Come reagiscono le aziende a queste nuove tendenze?
Stiamo assistendo a un profondo cambiamento culturale: anche se non tutte le aziende prevedono lo smartworking e alcune ancora non lo giudicano positivamente, è aumentata la consapevolezza della necessità di trattenere i migliori talenti. Stiamo assistendo a un fenomeno inedito: prima se un dipendente presentava una lettera di dimissioni lo si lasciava andare con più facilità, mentre ora sempre più spesso le aziende rilanciano con una nuova offerta economica o un piano di carriera. E, a riprova del fatto che è aumentata la consapevolezza sull’importanza di trattenere e coinvolgere le persone, riceviamo sempre più richieste per effettuare rilevazioni sul clima aziendale, percorsi di assessment o consulenze su possibili piani per migliorare l’organizzazione e, di conseguenza, la retention. 

Sono cambiati anche i modelli di ricerca e selezione?

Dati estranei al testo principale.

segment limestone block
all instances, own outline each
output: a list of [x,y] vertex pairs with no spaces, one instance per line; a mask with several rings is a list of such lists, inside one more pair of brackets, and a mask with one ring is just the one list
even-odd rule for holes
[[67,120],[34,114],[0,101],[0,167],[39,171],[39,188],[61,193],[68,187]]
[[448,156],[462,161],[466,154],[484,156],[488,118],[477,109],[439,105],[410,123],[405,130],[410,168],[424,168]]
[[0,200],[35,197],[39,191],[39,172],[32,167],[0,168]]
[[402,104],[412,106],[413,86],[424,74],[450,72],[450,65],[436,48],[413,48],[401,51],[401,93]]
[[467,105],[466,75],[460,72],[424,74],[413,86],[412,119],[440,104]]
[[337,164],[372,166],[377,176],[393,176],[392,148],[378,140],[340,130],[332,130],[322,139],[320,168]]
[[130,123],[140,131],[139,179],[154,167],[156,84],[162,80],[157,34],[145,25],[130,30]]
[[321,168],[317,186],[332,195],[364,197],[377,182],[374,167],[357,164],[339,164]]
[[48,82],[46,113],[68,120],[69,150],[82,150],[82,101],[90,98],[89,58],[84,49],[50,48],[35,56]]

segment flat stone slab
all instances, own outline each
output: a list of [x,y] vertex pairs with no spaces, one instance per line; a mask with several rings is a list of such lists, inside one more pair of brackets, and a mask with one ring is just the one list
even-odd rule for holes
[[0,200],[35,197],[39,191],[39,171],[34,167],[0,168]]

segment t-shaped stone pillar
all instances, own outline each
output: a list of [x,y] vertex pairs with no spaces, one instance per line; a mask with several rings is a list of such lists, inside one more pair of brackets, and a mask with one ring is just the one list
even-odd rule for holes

Le nuove possibilità offerte dalla tecnologia e la richiesta di maggiore velocità ha spostato online la prima fase del processo di selezione. Un indubbio vantaggio dal punto di vista economico e del risparmio di tempo, con qualche controindicazione per quanto riguarda la conclusione positiva della selezione stessa. Il colloquio online crea meno engagement, richiede meno impegno di tempo e di risorse e, di conseguenza, fa sì che anche le persone meno motivate scelgano di partecipare, il che fa aumentare il numero di possibili dinieghi da parte dei candidati. Per questo cerchiamo di limitare il video colloquio solo al primo contatto esplorativo, ma continuiamo a introdurre nel percorso di selezione anche il colloquio di persona: è ancora uno strumento indispensabile per fare la scelta giusta, sia da parte dell’azienda che del candidato.